Tá tudo errado! Uma coisa não podemos negar: as autoridades do estado do Rio de Janeiro têm um talento nato para engambelar a população com pretensas soluções efetivas para o grave problema da segurança pública. Assim, surgiram as Unidades de Polícia Pacificadoras (UPPs), a intervenção federal e houve até governador prometendo acabar com a violência em seis meses. Agora, o governo do Rio decidiu adotar as câmeras nos uniformes dos policiais militares, uma medida boa, mas simplória diante da complexidade de combate à violência no nosso estado.

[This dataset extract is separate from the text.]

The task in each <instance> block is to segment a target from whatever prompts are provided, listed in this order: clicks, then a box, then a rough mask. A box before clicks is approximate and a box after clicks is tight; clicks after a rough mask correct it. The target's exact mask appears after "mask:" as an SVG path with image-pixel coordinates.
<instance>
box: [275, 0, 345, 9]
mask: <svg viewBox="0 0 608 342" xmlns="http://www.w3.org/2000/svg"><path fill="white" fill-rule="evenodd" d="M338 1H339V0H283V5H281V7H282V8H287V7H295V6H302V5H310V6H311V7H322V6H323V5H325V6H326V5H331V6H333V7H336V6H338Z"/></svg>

Fato é que o Rio de Janeiro tem experimentado ao longo de décadas políticas de segurança equivocadas, que conseguiram, no máximo, reduzir a criminalidade por um curto período de tempo. Foi assim, por exemplo, com as UPPs, que começaram com enorme sucesso sendo a vitrine da política de segurança pública do governo Cabral-Pezão e a esperança de um Rio mais seguro. Acabaram engolidas por escândalos de corrupção.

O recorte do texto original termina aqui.